Here is a tool for running gdb on a openbmc core dump: https://github.com/openbmc/openbmc-tools/blob/master/bbdbg/bbdbg

We could also open an issue in the ipmi repository to have one of the maintainers look at this since they haven't responded on Discord.

[lxwinspur]

@anoo1 Opened a new issue: https://github.com/openbmc/phosphor-host-ipmid/issues/191, but got no reply.

It appears at IBM we've started seeing this issue earlier this year around March (from our test logs) so maybe something else changed.

I don't think so, I have rolled back the version to 114669c40ceff8f065850ffa700c877a8823412d(Thu Dec 15 18:20:33 2022) and this issue still exists.
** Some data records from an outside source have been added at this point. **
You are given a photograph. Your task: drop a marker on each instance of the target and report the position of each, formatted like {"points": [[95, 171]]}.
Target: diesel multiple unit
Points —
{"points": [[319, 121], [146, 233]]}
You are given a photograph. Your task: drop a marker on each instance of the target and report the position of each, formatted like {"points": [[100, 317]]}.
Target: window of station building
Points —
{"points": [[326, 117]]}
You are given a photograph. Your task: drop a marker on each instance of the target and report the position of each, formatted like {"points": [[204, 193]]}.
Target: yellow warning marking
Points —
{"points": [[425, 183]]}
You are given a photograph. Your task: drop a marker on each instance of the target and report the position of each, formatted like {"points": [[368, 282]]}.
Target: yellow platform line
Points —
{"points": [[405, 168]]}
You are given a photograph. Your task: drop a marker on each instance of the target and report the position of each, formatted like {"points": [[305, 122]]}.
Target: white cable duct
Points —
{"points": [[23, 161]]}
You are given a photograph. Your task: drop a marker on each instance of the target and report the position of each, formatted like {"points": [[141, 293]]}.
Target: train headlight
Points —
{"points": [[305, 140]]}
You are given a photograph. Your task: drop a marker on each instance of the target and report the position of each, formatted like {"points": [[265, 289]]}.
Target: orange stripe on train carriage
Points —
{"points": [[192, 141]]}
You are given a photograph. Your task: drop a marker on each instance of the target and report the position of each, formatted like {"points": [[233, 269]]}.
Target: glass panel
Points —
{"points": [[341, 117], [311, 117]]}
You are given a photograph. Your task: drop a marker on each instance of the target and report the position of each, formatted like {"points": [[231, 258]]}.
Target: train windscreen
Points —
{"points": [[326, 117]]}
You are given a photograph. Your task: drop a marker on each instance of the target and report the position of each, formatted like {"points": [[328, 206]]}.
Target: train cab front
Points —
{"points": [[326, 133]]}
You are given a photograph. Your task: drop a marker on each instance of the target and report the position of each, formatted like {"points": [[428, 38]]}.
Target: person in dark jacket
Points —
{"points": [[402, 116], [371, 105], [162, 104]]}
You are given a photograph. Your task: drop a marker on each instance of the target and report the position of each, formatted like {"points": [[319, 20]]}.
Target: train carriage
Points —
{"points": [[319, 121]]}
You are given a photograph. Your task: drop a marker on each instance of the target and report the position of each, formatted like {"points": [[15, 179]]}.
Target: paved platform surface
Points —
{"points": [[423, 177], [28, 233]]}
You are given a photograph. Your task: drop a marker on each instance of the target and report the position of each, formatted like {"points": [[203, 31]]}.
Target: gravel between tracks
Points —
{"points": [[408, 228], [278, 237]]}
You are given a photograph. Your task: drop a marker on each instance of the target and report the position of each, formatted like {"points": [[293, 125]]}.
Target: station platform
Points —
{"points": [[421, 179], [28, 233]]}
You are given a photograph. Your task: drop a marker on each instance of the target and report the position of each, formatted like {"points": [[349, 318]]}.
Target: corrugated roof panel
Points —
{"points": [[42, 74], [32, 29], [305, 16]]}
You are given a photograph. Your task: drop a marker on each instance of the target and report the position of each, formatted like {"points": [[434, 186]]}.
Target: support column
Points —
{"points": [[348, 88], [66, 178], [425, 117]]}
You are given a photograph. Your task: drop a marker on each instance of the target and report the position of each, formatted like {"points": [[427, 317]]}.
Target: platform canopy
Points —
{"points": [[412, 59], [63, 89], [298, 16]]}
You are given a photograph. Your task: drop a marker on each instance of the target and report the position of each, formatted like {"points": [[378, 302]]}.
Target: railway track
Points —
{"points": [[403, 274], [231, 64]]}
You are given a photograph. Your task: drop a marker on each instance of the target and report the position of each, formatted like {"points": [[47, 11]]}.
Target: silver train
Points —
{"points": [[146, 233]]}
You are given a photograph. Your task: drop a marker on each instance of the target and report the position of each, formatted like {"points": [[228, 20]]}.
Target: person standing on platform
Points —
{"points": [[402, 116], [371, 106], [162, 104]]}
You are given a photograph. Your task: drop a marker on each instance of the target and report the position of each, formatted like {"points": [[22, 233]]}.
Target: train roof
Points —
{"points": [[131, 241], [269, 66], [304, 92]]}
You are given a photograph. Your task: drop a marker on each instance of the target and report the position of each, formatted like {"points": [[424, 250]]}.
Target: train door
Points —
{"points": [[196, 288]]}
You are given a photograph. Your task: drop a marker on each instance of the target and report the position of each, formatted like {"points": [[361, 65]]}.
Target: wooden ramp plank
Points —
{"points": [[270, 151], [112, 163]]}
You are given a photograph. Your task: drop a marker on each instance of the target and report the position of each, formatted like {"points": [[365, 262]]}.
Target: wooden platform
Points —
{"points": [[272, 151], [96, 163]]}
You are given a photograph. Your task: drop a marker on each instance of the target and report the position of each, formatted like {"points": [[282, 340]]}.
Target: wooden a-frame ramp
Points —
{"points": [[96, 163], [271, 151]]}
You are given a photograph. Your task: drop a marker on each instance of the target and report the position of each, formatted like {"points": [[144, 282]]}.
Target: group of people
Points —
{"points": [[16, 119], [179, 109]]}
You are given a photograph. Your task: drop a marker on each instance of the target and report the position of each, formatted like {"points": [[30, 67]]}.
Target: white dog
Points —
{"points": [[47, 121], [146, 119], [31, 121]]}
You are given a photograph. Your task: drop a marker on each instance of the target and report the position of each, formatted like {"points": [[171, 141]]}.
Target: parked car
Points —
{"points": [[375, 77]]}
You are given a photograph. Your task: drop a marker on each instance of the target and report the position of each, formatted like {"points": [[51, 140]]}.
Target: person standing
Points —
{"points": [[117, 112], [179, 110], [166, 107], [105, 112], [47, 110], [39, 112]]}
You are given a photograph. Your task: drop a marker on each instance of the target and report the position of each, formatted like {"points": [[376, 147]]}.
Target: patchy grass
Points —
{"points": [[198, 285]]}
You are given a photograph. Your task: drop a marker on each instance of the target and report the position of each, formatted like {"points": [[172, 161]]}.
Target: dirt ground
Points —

I personally recommend removing the signal function as I don't think it does what we want.

[anoo1]

Thanks George. I don't have the expertise to say if we should remove the call to stop the io. I've tried surrounding that stop call and the asyncWait call with "if (!io->stopped())" as Patrick mentioned in Discord it could help but didn't fix it. As this is seen during BMC reboot and IPMI is being replaced by Redfish, this is low priority for IBM and no reason to spent time on this beyond the time you've taken to analyze the core and the code and discuss in Discord. Going to close this issue and let the ipmi maintainers address it in the issue you opened.